Adam Michnik wspominał między innymi czasy, kiedy Wujec działał w Klubie Inteligencji Katolickiej oraz w Komitecie Obrony Robotników. Jak przyznał naczelny "Wyborczej", nie był on "z temperamentu i obyczaju na pierwszym planie". - Heniek brał się często za taką trudną, żmudną, czarną robotę, ale za to go wszyscy bardzo szanowaliśmy - mówił. - Heniek był bardzo rzeczowy, ale on bardzo lubił lubić ludzi.

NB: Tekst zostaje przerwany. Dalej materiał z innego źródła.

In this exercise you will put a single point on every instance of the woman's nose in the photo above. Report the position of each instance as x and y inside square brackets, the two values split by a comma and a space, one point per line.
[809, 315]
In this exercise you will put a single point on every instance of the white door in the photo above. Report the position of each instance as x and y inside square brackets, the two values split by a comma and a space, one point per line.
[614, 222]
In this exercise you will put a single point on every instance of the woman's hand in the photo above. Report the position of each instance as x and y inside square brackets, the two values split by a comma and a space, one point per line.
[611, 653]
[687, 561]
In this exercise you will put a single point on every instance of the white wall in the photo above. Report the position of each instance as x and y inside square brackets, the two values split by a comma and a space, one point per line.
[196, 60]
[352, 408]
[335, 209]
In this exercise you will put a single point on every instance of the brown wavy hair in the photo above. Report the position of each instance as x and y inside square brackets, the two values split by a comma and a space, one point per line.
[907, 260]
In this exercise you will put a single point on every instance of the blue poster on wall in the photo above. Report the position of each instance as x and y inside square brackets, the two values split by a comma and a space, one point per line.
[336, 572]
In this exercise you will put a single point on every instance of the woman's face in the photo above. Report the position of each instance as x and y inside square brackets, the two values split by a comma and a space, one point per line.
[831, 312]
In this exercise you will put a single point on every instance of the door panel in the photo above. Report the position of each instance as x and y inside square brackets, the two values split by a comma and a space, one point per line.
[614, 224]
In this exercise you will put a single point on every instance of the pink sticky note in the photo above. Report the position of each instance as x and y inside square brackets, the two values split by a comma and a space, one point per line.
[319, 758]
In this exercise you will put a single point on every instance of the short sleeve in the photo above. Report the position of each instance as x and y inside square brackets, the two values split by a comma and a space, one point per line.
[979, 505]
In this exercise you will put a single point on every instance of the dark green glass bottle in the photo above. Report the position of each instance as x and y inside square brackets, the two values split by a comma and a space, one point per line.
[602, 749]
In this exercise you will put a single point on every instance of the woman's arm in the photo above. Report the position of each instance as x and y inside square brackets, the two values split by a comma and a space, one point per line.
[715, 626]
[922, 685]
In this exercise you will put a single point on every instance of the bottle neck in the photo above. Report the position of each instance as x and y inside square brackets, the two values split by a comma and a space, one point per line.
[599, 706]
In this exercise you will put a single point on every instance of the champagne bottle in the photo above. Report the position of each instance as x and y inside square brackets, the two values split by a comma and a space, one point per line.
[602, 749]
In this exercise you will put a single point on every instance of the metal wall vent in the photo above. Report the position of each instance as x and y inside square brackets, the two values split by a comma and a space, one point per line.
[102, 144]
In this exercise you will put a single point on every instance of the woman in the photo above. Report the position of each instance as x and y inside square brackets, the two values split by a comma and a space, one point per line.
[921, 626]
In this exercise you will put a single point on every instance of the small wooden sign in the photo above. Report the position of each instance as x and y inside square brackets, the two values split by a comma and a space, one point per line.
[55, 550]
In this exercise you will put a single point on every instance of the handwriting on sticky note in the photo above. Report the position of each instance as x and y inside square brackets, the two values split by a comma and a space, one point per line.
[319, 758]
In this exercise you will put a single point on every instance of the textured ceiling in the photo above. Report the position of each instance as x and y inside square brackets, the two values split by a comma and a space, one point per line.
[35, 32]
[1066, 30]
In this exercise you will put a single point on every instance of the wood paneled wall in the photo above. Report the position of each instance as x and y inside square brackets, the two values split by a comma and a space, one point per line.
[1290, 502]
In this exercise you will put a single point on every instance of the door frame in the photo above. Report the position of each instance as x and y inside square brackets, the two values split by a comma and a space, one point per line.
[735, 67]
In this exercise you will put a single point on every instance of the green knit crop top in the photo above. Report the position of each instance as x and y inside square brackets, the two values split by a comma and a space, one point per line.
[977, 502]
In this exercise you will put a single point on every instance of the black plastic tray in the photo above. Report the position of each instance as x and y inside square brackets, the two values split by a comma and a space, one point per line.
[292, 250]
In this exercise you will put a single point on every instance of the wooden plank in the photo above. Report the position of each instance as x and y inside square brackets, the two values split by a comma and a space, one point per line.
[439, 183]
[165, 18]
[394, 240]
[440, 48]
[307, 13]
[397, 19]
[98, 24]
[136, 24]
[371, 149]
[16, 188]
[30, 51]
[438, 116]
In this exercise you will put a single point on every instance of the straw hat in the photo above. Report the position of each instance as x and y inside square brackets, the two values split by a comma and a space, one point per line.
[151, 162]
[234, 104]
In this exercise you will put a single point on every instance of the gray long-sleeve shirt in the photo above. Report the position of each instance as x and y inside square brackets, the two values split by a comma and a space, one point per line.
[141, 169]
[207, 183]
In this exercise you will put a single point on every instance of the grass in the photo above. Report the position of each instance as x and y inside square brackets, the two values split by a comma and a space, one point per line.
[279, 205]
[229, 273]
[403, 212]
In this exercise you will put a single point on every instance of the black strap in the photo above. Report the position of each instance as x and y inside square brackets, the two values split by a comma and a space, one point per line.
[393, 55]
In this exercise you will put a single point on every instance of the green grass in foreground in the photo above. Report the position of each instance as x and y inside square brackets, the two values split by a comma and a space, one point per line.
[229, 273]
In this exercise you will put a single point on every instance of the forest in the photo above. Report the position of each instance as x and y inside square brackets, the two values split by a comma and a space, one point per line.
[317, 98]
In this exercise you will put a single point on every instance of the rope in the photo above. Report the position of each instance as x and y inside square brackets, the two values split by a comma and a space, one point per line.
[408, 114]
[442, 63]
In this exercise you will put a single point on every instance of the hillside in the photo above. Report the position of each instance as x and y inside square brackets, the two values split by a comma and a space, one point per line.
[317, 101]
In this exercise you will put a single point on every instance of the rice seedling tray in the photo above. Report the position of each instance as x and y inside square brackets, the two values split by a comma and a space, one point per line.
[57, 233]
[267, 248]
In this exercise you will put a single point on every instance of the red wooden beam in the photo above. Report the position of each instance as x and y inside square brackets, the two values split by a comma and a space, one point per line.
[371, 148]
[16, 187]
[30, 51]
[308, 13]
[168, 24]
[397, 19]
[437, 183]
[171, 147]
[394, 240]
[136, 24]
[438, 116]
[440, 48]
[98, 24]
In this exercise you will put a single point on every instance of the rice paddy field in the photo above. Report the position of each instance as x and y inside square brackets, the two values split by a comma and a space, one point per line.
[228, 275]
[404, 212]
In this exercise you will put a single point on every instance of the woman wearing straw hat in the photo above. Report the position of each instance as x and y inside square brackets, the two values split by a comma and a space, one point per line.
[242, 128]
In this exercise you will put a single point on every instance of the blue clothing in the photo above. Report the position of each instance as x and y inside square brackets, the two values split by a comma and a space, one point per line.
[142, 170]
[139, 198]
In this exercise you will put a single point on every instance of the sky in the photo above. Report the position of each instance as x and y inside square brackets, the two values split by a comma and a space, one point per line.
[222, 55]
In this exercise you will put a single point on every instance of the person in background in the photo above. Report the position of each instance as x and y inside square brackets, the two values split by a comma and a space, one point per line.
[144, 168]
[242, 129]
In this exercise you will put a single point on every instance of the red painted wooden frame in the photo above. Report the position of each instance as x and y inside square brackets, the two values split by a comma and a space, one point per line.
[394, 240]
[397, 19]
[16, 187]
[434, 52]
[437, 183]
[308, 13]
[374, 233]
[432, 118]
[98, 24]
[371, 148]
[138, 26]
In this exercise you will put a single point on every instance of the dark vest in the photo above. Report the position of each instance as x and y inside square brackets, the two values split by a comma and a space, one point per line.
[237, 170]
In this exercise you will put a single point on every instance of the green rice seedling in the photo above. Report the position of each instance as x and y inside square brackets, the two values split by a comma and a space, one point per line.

Był tak otwarty na ludzi i tak śpieszący z pomocą. Jego cechą charakterystyczną był patriotyzm, ale nie ten patriotyzm, który wykrzykuje o miłości do Polski i robi na tym finansowe interesy, ale ten który cicho, skromnie służy Polsce - kontynuował wspomnienia o zmarłym opozycjoniście.
- Taki człowiek jak Heniek nadawał jakby większy sens tej naszej KOR-owskiej, a później solidarnościowej działalności. To był piękny człowiek, zawsze myślałem o nim z podziwem i prawdę mówiąc, z zazdrością. Że on potrafi być tak integralny - wspominał Michnik.
"W nim było coś tajemniczego, co sprawia, że z człowiekiem się rozmawia i od niego emanuje dobro"
- On był demokratą, chrześcijaninem i jedno i drugie brał poważnie. Demokracja to był dla niego autentyczny pluralizm, solidarność w różnorodności, a chrześcijaństwo to było miłosierdzie, nauki Ewangelii, miłość bliźniego. W nim było coś tajemniczego, co sprawia, że z człowiekiem się rozmawia i od niego emanuje dobro - mówił Michnik. Dodał, że "kontakt z Heńkiem to było jak spotkanie z ludzką przyzwoitością, to było jak łyk świeżego powietrza, czystej wody w obrzydliwym świecie". - Jestem przekonany, że Heniek okazałby dziś pomoc dla Białorusi, stawałby w obronie ofiar tego szczucia na osoby LGBT i z całą pewnością w Sejmie nie zagłosowałby za podniesieniem uposażenia posłom - mówił redaktor naczelny "Gazety Wyborczej".
Michnik tłumaczył również, co kierowało Wujcem, że zdecydował się zaangażować w politykę. Jak mówił, "to był człowiek, który uważał, że tylko poprzez działanie polityczne można doprowadzić do pewnych zmian, które są niezbędne jeśli w Polsce ma się dziać lepiej niż to, co się działo w okresie komunizmu".
"Wobec Jarosława Kaczyńskiego był zawsze fair"
Gość "Faktów po Faktach" mówił także o relacjach Wujca z braćmi Kaczyńskimi, zwłaszcza z Jarosławem, w okresie po upadku komunizmu.
- Wobec Jarosława Kaczyńskiego był zawsze fair, on nigdy nie używał chwytów poniżej pasa, nie posługiwał się oszczerstwem, przeciwnie - przypominał, że jednak Jarosław Kaczyński był jakoś tam związany z opozycją, z Biurem Interwencyjnym (w ramach KOR - red.), z Zosią i Zbyszkiem Romaszewskimi. Nigdy nie ujmował niczego Jarosławowi, chciał być fair - mówił Michnik.
- Natomiast w tym generalnym sporze jego wizja Polski, demokracji, chrześcijaństwa, państwa była zupełnie inna niż Jarosława. On z przerażeniem patrzył na tą destrukcję państwa, na niszczenie trójpodziału władzy, na to przyzwolenie i podgrzewanie homofobiczne, ksenofobiczne, antyinteligenckie - mówił.
- On nigdy nie uważał, że Kaczyński jest homofobem, ksenofobem, ale wiedział, że w obozie Kaczyńskiego jest przyzwolenie na to - dodał gość TVN24.